Can macroprudential foreign exchange (FX) regulations on banks reduce the financial and macroeconomic vulnerabilities created by borrowing in foreign currency? To evaluate the effectiveness and unintended consequences of macroprudential FX regulations, we develop a parsimonious model of bank and market lending in domestic and foreign currency and derive four predictions. We confirm these predictions using a rich dataset of macroprudential FX regulations. These empirical tests show that FX regulations: (1) are effective in terms of reducing borrowing in foreign currency by banks; (2) have the unintended consequence of simultaneously causing firms to increase FX debt issuance; (3) reduce the sensitivity of banks to exchange rate movements, but (4) are less effective at reducing the sensitivity of corporates and the broader financial market to exchange rate movements. As a result, FX regulations on banks appear to be successful in mitigating the vulnerability of banks to exchange rate movements and the global financial cycle, but partially shift the snowbank of FX vulnerability to other sectors.
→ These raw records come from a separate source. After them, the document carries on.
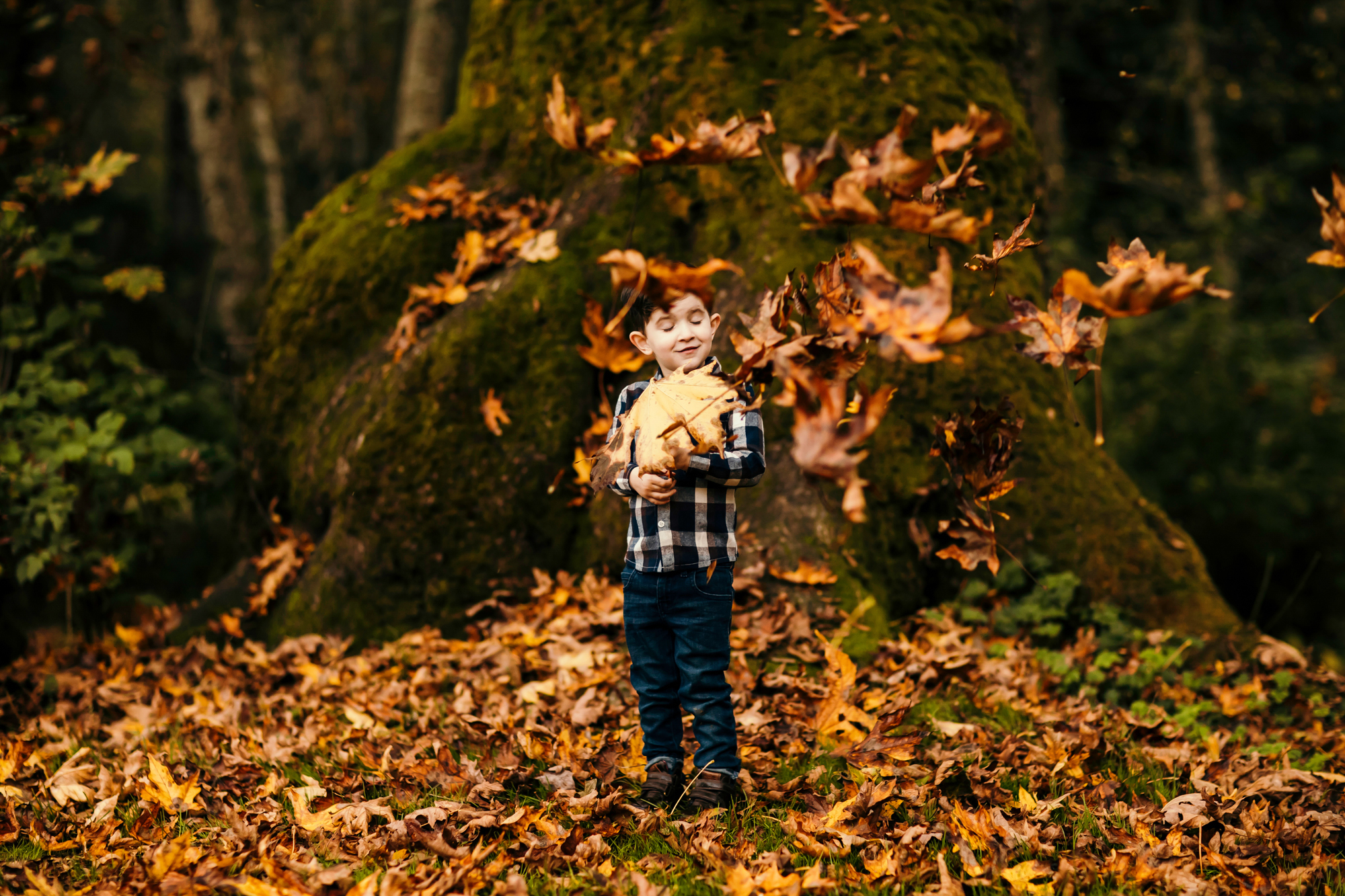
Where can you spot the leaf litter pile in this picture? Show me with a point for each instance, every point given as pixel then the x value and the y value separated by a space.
pixel 962 754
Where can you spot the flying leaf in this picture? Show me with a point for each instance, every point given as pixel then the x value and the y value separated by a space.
pixel 822 444
pixel 988 128
pixel 137 283
pixel 978 451
pixel 658 430
pixel 1140 283
pixel 566 123
pixel 606 352
pixel 805 575
pixel 801 166
pixel 1334 225
pixel 1004 248
pixel 162 788
pixel 1059 337
pixel 977 532
pixel 99 173
pixel 494 413
pixel 709 143
pixel 907 319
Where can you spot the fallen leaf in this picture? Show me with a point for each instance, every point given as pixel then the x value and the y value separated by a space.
pixel 614 353
pixel 805 575
pixel 494 413
pixel 173 797
pixel 1140 283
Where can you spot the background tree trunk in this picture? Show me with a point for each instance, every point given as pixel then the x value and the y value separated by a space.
pixel 1203 138
pixel 420 512
pixel 431 58
pixel 215 138
pixel 264 126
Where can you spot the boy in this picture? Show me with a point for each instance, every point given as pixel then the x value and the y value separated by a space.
pixel 679 576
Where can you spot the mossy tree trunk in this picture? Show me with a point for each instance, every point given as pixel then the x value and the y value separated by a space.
pixel 420 512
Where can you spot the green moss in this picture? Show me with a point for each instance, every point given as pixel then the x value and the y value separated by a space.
pixel 422 512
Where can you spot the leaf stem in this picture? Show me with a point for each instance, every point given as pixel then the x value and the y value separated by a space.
pixel 1313 319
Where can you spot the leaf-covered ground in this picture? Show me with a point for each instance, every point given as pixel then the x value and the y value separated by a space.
pixel 956 760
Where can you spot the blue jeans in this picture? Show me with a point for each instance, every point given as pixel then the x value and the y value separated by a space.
pixel 677 628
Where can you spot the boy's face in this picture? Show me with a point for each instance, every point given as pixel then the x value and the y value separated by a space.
pixel 679 337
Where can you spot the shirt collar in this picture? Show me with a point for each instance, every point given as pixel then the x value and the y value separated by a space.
pixel 712 362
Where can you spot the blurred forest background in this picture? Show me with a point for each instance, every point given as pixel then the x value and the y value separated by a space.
pixel 1199 126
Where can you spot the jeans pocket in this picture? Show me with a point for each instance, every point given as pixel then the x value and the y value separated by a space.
pixel 718 585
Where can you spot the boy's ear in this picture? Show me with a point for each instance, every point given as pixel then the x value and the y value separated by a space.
pixel 641 342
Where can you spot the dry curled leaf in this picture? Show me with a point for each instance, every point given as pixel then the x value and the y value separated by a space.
pixel 1334 225
pixel 907 319
pixel 980 450
pixel 977 533
pixel 658 431
pixel 801 165
pixel 824 446
pixel 1004 248
pixel 662 280
pixel 1140 283
pixel 607 352
pixel 806 573
pixel 989 130
pixel 173 797
pixel 1059 335
pixel 494 413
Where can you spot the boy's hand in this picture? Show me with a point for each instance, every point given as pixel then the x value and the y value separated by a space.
pixel 657 489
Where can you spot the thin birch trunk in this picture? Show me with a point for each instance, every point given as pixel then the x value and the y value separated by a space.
pixel 264 127
pixel 1203 136
pixel 215 139
pixel 1043 93
pixel 356 91
pixel 431 58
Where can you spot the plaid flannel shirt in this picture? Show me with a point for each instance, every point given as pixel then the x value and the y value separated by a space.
pixel 696 528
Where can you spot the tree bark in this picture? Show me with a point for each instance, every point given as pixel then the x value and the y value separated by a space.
pixel 1040 84
pixel 356 106
pixel 264 126
pixel 215 138
pixel 420 512
pixel 1203 138
pixel 431 61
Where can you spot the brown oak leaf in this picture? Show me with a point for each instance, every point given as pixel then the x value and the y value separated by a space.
pixel 494 413
pixel 907 319
pixel 1334 225
pixel 1140 283
pixel 977 532
pixel 606 352
pixel 988 128
pixel 822 443
pixel 1059 337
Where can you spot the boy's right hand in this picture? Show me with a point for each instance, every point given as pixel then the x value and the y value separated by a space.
pixel 656 487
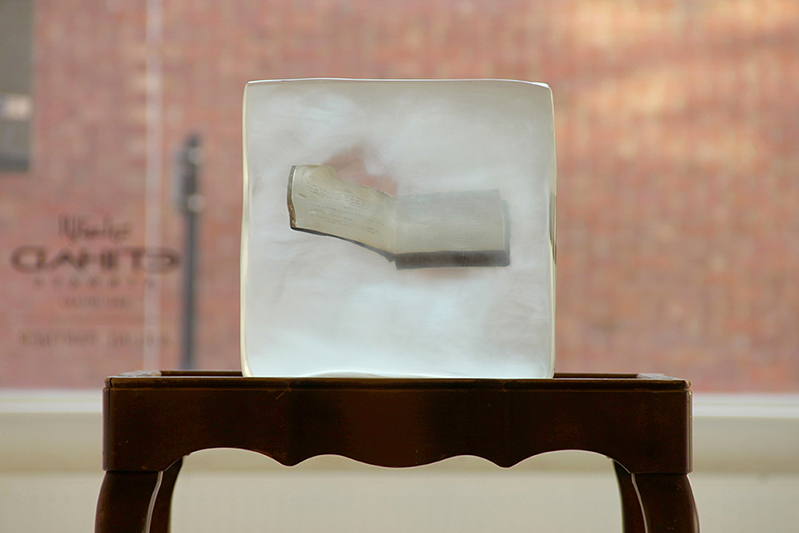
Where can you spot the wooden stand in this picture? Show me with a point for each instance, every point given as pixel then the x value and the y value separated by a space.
pixel 151 421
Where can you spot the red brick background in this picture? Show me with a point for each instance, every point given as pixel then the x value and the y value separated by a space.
pixel 677 133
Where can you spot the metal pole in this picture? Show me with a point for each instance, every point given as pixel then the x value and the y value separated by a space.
pixel 190 202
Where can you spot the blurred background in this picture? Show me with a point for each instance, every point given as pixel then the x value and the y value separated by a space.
pixel 677 126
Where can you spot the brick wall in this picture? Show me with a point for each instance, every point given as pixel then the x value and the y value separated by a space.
pixel 677 126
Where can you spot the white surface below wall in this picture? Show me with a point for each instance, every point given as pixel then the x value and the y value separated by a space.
pixel 399 501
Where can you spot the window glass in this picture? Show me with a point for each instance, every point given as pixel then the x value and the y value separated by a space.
pixel 676 129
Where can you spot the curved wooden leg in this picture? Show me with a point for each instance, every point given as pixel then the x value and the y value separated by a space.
pixel 667 502
pixel 631 516
pixel 126 502
pixel 163 501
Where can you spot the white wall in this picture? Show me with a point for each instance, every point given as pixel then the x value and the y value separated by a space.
pixel 746 478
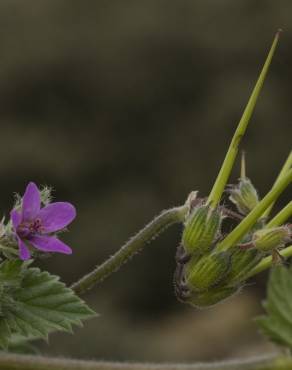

The views in this paper are those of the authors and do not necessarily represent the views of any institution with which they are affiliated. We would like to thank Jason Allen, Ricardo Correa, Jeffrey Frankel, Glenn Hoggarth, Patrick Honohan, Matias Ossandon Busch, Ian Marsh, Brad Setser, Frank Smets, Livio Stracca, and participants at the AEA 2018 meetings in Philadelphia, the Global Linkages conference in Dublin, the NBER conference on Capital Flows, Currency Wars and Monetary Policy in Cambridge, the Emerging Markets Group Workshop on International Capital Flows: Drivers and Policy Responses in London, the annual conference of the Canadian Economics Association in Montreal, and the IBEFA summer meeting in Vancouver for valuable comments. Further thanks to Matthew Cormier, Min Jae Kim, Duncan Whyte, and Sanjana Bhatnagar for outstanding research assistance and to Jérôme Vandenbussche, Ursula Vogel and Enrica Detragiache for sharing their data. The views expressed herein are those of the authors and do not necessarily reflect the views of the National Bureau of Economic Research.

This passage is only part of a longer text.